Terakhir, menurutku doa tidak terbatas pada jarak maupun waktu. Sejauh apapun kita terpisah dengan orang lain, teman-teman, ataupun keluarga kita, kita masih dapat 'menjangkau' mereka dengan doa. Tidak ada batasan, orang dari desa A cuma bisa berdoa untuk orang-orang di desa tersebut, atau orang Tangsel hanya bisa berdoa untuk orang Tangsel saja. Tidak. Doa kita, bisa menjangkau saudara-saudara kita di Palestina yang sedang diberi ujian dan cobaan yang begitu luar biasa. Ingat doa saat khutbah kedua sholat Jumat, atau saat khutbah di hari raya? Di sana, terselip doa untuk seluruh umat muslim di dunia. Luas sekali bukan, jangkauannya? Salah satu contoh terjemahan doanya: "Ya Allah, ampunilah kaum mukminin laki-laki dan perempuan, kaum muslimin laki-laki dan perempuan, baik yang masih hidup maupun yang sudah meninggal. Sesungguhnya Engkau adalah Dzat yang Maha Mendengar, Mahadekat, Dzat yang mengabulkan doa".

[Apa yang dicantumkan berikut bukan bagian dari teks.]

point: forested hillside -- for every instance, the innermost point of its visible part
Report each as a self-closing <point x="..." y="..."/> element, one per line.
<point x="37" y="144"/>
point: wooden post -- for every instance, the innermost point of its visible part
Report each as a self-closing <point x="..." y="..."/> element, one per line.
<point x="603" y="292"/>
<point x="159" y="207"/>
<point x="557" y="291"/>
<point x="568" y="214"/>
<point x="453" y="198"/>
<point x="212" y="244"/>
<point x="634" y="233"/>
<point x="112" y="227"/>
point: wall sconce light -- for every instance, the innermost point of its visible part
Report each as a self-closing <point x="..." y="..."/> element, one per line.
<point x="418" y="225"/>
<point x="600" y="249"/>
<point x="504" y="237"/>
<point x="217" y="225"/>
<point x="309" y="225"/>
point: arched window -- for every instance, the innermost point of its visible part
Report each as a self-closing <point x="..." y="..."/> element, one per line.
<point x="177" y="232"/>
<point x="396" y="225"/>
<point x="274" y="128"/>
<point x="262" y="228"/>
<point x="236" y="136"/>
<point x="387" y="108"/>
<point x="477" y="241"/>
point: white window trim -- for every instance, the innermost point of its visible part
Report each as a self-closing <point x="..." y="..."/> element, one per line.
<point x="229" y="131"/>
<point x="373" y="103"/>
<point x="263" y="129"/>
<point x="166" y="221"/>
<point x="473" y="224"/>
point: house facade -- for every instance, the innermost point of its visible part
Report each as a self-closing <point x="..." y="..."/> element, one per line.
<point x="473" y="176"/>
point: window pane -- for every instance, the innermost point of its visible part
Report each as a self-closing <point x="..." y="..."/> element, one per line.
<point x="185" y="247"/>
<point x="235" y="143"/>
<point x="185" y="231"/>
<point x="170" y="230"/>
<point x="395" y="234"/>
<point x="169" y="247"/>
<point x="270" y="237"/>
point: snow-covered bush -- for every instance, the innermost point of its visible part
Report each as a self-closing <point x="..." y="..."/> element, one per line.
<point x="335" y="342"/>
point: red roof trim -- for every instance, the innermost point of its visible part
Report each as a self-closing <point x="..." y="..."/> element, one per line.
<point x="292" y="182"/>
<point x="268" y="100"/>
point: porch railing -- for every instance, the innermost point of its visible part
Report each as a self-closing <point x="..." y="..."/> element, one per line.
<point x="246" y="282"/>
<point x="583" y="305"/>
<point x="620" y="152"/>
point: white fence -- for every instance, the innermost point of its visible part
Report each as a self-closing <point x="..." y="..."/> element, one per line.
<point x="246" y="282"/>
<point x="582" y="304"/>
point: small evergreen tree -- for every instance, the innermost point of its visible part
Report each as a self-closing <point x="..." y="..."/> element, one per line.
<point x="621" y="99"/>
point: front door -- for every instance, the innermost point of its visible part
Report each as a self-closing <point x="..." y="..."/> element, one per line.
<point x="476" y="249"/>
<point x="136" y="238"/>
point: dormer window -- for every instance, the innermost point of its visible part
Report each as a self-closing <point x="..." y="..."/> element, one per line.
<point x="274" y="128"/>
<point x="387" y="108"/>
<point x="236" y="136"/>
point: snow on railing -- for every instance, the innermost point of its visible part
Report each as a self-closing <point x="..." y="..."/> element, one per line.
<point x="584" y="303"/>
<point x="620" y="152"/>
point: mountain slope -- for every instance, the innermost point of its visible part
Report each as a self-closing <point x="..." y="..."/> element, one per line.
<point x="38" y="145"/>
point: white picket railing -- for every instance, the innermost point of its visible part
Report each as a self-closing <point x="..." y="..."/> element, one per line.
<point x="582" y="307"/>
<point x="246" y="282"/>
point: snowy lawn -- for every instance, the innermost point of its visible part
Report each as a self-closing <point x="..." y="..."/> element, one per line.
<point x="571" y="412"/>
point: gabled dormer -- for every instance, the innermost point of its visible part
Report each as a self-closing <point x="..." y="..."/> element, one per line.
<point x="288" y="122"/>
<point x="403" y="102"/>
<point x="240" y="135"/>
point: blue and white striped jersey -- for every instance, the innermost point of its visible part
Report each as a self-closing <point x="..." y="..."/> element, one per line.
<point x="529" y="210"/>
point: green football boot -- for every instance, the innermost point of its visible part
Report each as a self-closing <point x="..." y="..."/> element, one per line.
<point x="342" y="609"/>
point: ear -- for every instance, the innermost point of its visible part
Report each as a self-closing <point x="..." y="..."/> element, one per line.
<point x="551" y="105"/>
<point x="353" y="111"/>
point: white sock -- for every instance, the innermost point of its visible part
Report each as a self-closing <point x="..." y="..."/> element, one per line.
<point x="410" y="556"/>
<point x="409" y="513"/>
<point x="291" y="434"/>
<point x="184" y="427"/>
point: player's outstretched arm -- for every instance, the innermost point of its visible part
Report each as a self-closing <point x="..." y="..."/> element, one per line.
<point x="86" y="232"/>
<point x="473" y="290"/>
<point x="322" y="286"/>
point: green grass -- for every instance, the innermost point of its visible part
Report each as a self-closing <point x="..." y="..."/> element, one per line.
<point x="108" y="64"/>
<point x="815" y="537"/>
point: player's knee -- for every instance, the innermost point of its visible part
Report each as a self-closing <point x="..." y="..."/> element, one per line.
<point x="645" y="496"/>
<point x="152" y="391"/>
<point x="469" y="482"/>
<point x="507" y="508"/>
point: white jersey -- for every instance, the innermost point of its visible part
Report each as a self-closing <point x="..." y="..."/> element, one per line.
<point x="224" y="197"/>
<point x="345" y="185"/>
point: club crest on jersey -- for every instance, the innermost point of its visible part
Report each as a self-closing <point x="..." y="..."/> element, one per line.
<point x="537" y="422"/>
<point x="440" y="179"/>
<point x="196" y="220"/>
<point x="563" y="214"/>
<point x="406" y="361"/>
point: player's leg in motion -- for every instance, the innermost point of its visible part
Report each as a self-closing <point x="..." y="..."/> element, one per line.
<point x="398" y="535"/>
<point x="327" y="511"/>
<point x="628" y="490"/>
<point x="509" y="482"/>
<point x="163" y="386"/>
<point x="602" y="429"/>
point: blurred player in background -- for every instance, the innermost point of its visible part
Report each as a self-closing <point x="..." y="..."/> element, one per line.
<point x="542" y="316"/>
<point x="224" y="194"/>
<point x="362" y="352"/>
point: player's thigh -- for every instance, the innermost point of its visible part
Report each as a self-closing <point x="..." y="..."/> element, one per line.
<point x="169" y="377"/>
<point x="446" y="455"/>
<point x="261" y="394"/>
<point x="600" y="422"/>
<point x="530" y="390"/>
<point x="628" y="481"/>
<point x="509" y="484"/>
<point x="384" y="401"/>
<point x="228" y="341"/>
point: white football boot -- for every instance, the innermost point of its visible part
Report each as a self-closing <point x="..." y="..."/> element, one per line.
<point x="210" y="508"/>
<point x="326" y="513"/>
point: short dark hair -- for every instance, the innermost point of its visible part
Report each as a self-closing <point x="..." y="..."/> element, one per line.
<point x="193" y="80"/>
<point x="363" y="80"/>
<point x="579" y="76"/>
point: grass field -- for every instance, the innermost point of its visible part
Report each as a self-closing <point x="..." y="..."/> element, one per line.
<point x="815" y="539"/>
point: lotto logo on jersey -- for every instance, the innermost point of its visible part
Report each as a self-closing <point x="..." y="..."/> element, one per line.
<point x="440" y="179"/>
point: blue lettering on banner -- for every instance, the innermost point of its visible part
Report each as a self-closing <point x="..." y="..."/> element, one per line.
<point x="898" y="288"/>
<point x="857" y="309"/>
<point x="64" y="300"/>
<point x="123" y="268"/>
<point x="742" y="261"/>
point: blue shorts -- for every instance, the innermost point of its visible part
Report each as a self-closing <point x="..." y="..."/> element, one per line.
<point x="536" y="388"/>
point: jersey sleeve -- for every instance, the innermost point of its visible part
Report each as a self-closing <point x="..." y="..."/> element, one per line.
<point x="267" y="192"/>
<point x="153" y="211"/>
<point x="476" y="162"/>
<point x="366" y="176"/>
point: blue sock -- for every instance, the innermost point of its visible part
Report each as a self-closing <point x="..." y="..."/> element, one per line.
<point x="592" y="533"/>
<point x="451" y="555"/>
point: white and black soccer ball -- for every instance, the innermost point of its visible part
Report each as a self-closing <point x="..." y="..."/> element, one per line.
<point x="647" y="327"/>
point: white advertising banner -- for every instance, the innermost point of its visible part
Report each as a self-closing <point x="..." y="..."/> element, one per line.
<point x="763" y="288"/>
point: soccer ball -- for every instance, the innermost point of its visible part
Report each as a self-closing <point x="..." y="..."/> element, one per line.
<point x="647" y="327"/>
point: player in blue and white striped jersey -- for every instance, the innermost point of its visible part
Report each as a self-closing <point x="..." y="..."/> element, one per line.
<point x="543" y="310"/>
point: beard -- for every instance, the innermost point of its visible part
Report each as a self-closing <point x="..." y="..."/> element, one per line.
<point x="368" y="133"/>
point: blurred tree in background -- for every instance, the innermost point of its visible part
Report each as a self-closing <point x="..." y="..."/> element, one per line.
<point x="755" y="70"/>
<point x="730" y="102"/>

Melanjutkan terjemahan doa di atas, ya, doa pun tak terhalang waktu. "baik yang masih hidup maupun yang sudah meninggal," kita selalu bisa mengirimkan doa terbaik untuk orang-orang yang sudah tiada, yang sudah meninggalkan kita terlebih dahulu. Raga mereka sudah tak ada, tetapi doa dari kita untuk mereka masih terus bisa dipanjatkan. Pun dengan orang-orang yang akan terlahir di masa depan. Fisik mereka mungkin belum ada, tetapi kita masih tetap bisa memanjatkan doa untuk mereka: berdoa untuk kebaikan bayi yang masih beberapa bulan dalam kandungan, berdoa untuk kesejahteraan keturunan kita sampai seterusnya, berdoa untuk bangsa yang lebih baik ke depannya. Baik orang yang sudah tiada, maupun yang 'belum ada', kita bisa memanjatkan doa untuk mereka.

Nah mungkin sekian yang bisa aku bagi pada post kali ini. Semoga bisa jadi reminder untuk kita, bahwa doa itu sungguh tidak terbatas. Berdoalah sebanyak-banyaknya, panjatkan segala ingin dan harapmu pada Yang Maha Kuasa, jangan membatasi doamu karena Allah sungguh Maha Mengabulkan Doa. Tentu saja, doa untuk yang baik-baik ya hehe. Bukan hanya yang baik menurut kita, tetapi mintalah yang terbaik menurut Allah, untuk kita.

Terima kasih sudah membaca post ini kawan-kawan, semoga bermanfaat ya!